Hacker News new | ask | show | jobs
by userbinator 4334 days ago
I wouldn't classify it as intentional nor a "bug"; probably it's more of an oversight, as it's mentioned in the article that AMD's CPUs don't have this issue. Intel should definitely be made aware of this.

We can only speculate, but it's likely that Intel has the same handling for a lot two-operand instructions. Common instructions like add, sub take two operands both of which are inputs. So Intel probably shoved popcnt into the same category to keep the processor design simple.

On the other hand, MOV doesn't read both operands either.

1 comments

Reg-Reg MOV doesn't use an ALU, though.

It would be interesting to see if the Intel C Compiler knows about this false dependency.

'icpc' (the Intel C++ compiler) has equal performance for both of the test cases, and it did choose to use different registers for each call. But it's not clear if that's by design or by chance. In some ways, that's the boring part. The interesting part (to me) is that both tests are much faster than either version with g++.

Here's icpc 14.0.3 vs g++ 4.8.1 on a Sandy Bridge E5-1620 @ 3.60GHz and a Haswell i7-4770 CPU @ 3.40GHz.

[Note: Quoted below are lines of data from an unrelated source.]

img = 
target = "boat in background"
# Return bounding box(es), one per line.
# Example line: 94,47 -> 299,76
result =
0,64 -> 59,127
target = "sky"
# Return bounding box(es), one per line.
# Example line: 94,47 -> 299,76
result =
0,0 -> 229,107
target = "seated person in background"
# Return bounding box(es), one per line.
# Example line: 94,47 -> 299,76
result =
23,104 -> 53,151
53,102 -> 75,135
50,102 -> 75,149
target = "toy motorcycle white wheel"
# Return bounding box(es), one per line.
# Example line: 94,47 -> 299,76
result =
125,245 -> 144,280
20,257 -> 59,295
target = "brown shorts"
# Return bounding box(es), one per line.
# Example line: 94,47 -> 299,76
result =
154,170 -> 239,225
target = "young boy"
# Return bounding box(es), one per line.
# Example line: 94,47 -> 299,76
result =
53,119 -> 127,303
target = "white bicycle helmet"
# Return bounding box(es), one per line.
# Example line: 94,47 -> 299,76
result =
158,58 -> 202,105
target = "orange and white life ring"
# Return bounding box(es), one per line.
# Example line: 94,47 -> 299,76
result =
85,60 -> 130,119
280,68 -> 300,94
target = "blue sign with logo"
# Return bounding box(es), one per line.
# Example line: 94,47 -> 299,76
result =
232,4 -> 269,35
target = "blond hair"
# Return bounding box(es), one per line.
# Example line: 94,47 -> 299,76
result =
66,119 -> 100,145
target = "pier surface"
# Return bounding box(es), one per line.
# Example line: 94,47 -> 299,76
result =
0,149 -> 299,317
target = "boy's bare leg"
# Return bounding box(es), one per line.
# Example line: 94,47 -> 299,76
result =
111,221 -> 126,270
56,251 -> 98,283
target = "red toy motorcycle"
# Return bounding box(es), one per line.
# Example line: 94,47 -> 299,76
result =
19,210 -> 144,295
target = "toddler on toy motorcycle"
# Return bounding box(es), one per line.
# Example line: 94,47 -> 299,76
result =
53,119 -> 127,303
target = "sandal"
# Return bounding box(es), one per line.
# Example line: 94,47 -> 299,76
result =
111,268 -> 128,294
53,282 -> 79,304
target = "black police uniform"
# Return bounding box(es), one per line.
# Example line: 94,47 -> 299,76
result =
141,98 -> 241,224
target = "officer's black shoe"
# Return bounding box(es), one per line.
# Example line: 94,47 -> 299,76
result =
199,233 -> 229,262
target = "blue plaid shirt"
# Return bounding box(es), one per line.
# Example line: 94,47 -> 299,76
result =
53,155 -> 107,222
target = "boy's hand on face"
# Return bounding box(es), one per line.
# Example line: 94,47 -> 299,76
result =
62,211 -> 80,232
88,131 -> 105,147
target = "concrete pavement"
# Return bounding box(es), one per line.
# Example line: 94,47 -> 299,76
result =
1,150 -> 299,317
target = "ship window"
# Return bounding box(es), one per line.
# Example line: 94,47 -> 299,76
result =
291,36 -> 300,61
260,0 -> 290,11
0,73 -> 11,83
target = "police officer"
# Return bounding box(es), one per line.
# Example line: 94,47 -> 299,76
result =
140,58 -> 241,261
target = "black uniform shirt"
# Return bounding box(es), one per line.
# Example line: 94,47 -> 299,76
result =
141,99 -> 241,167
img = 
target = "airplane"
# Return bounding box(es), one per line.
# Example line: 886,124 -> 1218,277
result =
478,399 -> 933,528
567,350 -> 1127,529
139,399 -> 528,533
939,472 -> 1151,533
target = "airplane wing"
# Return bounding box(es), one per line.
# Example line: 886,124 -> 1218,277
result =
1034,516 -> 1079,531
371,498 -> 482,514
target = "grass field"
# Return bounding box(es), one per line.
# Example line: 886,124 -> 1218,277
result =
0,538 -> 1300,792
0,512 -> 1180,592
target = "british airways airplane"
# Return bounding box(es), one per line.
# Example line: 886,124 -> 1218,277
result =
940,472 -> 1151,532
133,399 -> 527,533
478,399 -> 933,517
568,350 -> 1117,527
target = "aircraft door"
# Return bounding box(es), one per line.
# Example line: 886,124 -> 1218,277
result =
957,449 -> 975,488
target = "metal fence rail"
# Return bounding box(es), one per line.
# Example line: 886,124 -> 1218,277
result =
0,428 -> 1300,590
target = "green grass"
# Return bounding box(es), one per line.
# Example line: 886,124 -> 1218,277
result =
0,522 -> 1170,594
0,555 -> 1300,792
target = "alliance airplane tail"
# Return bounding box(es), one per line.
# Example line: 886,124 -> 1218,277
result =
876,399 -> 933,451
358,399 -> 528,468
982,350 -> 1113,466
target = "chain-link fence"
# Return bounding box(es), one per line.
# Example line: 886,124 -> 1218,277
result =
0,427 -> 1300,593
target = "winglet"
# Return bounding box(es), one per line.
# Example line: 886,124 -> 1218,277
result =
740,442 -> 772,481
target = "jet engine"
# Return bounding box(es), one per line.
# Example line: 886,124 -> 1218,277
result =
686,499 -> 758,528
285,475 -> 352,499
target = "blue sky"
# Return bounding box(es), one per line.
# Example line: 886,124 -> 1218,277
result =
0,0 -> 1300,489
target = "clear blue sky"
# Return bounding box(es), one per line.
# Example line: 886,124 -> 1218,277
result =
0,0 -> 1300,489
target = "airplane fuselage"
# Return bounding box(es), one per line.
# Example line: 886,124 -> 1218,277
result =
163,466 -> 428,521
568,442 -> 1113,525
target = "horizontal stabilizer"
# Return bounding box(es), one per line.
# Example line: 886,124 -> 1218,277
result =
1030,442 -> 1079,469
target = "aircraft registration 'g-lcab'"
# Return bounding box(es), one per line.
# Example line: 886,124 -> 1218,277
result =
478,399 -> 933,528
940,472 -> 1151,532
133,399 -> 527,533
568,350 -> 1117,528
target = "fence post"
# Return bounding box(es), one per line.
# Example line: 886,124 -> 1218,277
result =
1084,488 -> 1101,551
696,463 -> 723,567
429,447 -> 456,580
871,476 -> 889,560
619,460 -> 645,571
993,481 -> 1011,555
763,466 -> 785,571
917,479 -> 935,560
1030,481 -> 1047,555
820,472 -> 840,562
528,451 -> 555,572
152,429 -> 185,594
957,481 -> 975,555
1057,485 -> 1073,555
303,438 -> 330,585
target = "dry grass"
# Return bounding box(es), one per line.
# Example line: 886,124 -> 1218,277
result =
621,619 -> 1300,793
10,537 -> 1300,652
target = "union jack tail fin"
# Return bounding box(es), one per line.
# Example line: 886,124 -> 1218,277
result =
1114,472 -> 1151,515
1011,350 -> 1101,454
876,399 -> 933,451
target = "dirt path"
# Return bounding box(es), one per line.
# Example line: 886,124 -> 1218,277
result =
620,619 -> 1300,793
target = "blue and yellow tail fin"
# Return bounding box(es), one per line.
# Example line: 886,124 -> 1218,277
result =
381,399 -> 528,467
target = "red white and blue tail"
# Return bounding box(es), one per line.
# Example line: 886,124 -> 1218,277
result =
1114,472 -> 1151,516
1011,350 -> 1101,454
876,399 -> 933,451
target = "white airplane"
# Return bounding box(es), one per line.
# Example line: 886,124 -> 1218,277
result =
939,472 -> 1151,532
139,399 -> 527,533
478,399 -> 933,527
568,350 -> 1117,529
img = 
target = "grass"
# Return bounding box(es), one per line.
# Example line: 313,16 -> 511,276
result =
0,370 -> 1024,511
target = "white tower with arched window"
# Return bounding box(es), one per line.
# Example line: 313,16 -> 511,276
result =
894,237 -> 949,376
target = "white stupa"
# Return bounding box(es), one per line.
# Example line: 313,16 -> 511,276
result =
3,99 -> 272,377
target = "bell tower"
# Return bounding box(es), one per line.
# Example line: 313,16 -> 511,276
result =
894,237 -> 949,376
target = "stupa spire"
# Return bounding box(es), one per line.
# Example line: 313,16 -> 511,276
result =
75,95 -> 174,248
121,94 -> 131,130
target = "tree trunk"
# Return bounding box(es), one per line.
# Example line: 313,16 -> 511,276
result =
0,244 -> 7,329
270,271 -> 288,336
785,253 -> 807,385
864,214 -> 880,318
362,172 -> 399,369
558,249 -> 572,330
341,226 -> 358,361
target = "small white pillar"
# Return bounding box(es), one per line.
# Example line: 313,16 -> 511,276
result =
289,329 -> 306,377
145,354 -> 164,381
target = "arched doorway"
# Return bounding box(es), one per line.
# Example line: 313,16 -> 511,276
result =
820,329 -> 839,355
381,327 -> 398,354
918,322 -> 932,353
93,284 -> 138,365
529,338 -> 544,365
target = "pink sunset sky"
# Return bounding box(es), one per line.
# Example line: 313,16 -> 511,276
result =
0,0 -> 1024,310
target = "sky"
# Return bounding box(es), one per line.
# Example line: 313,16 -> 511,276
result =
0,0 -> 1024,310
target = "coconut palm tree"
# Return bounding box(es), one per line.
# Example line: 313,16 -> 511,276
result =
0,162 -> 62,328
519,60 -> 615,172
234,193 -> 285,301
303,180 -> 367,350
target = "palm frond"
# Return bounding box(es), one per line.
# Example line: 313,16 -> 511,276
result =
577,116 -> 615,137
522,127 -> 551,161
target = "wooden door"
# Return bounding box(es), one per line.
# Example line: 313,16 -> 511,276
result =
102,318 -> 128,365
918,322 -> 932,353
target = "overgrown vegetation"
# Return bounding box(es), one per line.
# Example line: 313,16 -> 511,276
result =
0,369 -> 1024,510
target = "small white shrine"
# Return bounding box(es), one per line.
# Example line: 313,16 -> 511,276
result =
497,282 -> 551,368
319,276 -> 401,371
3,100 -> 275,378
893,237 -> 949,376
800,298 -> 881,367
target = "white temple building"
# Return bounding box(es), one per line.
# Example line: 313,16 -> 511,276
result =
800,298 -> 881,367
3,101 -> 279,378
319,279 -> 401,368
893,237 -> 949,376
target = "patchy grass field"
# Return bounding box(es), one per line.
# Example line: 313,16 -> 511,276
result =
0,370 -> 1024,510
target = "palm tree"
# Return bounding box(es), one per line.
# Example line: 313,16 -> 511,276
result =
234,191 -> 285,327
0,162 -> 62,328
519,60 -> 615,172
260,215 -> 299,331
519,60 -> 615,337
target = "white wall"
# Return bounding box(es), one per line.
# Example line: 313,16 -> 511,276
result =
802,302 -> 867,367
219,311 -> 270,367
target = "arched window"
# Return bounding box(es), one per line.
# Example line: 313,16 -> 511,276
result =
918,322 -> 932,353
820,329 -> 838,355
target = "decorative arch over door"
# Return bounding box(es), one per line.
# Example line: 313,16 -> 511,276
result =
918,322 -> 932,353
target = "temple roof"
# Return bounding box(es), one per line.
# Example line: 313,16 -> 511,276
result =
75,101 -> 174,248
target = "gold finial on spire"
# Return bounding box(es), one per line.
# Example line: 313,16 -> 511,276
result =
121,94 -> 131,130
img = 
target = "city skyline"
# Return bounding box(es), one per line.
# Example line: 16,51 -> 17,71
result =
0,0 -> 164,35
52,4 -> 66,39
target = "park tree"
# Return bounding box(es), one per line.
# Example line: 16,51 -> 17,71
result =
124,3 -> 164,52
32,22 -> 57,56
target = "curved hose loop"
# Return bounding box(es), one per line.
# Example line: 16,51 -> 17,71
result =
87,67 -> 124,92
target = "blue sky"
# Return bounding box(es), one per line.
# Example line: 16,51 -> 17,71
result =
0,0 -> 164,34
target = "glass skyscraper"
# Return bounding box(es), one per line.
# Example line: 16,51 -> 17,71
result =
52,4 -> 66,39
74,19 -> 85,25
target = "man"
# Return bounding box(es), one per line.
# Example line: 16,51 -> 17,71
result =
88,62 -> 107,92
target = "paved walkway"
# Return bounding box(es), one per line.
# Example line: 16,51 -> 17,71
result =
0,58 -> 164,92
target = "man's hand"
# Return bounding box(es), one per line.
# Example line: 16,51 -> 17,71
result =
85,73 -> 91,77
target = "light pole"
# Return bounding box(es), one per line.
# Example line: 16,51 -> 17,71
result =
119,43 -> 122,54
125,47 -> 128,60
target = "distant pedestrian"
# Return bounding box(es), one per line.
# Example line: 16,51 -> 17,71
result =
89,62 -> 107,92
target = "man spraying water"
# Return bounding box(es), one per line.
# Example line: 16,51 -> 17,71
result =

  nate@sandybridge:~/tmp$ g++ -O3 -march=native -std=c++11 popcnt-dependency.cpp -o popcnt-dependency
  nate@sandybridge:~/tmp$ popcnt-dependency 1
  unsigned	41959360000	0.608615 sec 	17.2289 GB/s
  uint64_t	41959360000	0.82312 sec 	12.739 GB/s
  nate@sandybridge:~/tmp$ icpc -O3 -march=native -std=c++11 popcnt-dependency.cpp -o popcnt-dependency
  nate@sandybridge:~/tmp$ popcnt-dependency 1
  unsigned	41959360000	0.182781 sec 	57.3679 GB/s
  uint64_t	41959360000	0.182638 sec 	57.4128 GB/s

  nate@haswell:~/tmp$ g++ -O3 -march=native -std=c++11 popcnt-dependency.cpp -o popcnt-dependency
  nate@haswell:~/tmp$ popcnt-dependency 1
  unsigned	41959360000	0.401225 sec 	26.1343 GB/s
  uint64_t	41959360000	0.75841 sec 	13.826 GB/s
  nate@haswell:~/tmp$ icpc -O3 -march=native -std=c++11  popcnt-dependency.cpp -o popcnt-dependency
  nate@haswell:~/tmp$ popcnt-dependency 1
  unsigned	41959360000	0.0843861 sec 	124.259 GB/s
  uint64_t	41959360000	0.0842836 sec 	124.41 GB/s
That would be incredible if true! But I think it's a bug, since the inner loop looks far too short and doesn't seem to be repeating the popcnt's. I'm not sure yet if it's a problem with the compiler or if the test case is abusing something undefined.
OK, it looks like 'icpc' has decided that it would be fastest to invert the two loops: popcnt() once, then repeat the addition 10000 times. I'm neither a language lawyer nor a friend of C++, so I'll refrain to trying to decide whether this is a legal optimization. But a liberal sprinkling of 'volatile' makes it do what was obviously intended. After this, the speeds are more comparable, although 'icpc' retains a small (but much more plausible) lead:

  nate@sandybridge:~/tmp$ popcnt-dependency 1
  unsigned	41959360000	0.517827 sec 	20.2495 GB/s
  uint64_t	41959360000	0.518041 sec 	20.2412 GB/s


  nate@haswell:~/tmp$ popcnt-dependency 1
  unsigned	41959360000	0.351273 sec 	29.8507 GB/s
  uint64_t	41959360000	0.352914 sec 	29.712 GB/s
The other test I did was checking what Intel's IACA (a wonderful optimization tool that you really should be using if you are not already) thought about the g++ loop. It did _not_ notice the false dependency, and said the loops should take the same amount of time. Do this suggest that the Intel compiler is just getting lucky, or that Intel doesn't have great internal communication between teams?
That's the problem with microbenchmarks, ensuring they're measuring what you think they're measuring.
It's definitely legal, the buffer is created with operator new and is not made visible to any other code, so the compiler knows that it can't change within the loop.